Will cutting down immigration numbers help with housing affordability?

Canada's recent spike in population growth was driven almost entirely by immigration, official figures indicate

Will cutting down immigration numbers help with housing affordability?

Targeting immigration broadly won’t help ensure better housing affordability, according to market observers.

Statistics Canada said that the 2.9% increase in population seen over the 12 months leading to July 1, 2023 was the largest ever recorded for such a period since 1957. Immigration accounted for fully 98% of this spike, StatCan added.

As a result, even bringing down the official immigration target to the number of houses built each year won't make housing more affordable – especially since new arrivals are free to live where they want in the country, according to David Hulchanski, a professor of housing and community development at the University of Toronto.

“Are we going to require all immigrants to stay in place?” Hulchanski asked. “The challenge with actually having a policy that links the number of immigrants to houses is that households don’t equal immigrants.

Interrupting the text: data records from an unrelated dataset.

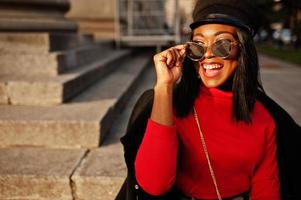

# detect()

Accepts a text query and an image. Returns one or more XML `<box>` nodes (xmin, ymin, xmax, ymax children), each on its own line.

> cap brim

<box><xmin>189</xmin><ymin>18</ymin><xmax>255</xmax><ymax>36</ymax></box>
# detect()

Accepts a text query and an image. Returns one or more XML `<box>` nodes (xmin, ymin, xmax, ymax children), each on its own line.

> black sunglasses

<box><xmin>186</xmin><ymin>39</ymin><xmax>239</xmax><ymax>61</ymax></box>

There’s a big disparity there.”

Hulchanski stressed the importance of making decisions based on distinguishing between households and homes, since “the 40 million people in Canada don’t live in 40 million houses.”

The current political focus on managing immigration to ensure affordability is “just another way of avoiding the real discussion, that we need systemic change,” he said.

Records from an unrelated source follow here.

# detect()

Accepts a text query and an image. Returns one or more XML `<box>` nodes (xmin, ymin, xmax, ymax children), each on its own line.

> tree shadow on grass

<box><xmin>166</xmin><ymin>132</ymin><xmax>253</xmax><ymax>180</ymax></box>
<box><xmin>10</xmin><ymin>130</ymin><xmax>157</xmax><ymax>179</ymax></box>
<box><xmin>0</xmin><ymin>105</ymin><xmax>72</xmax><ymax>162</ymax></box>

“In this case, the solution would be saying we’re going to increase social housing from, say 4% to 16% of the mix, or 20% of the mix.”

Migration a wrench in the BoC’s current strategy

The unplanned influx of foreign students and temporary workers in 2023 is complicating the central bank’s task of managing inflation, according to Stefane Marion, chief economist at the National Bank of Canada.

The sheer scale of the new arrivals over the past year – surpassing 1.2 million people and propelling the population growth rate to 3.2% – has presented an unforeseen obstacle for the BoC in accurately assessing the full impact of its 5% benchmark policy rate, Marion said.

“No one has models calibrated for this type of population flow,” Marion said. “Canada is caught in a population trap that has historically been the preserve of emerging economies… We currently lack the infrastructure and capital stock in this country to adequately absorb current population growth and improve our standard of living.”

Marion added that while other central banks grapple with forecasting challenges stemming from pandemic-induced supply-chain shocks, the BoC’s situation is unique in that it is attempting to navigate these turbulences in the context of a population boom.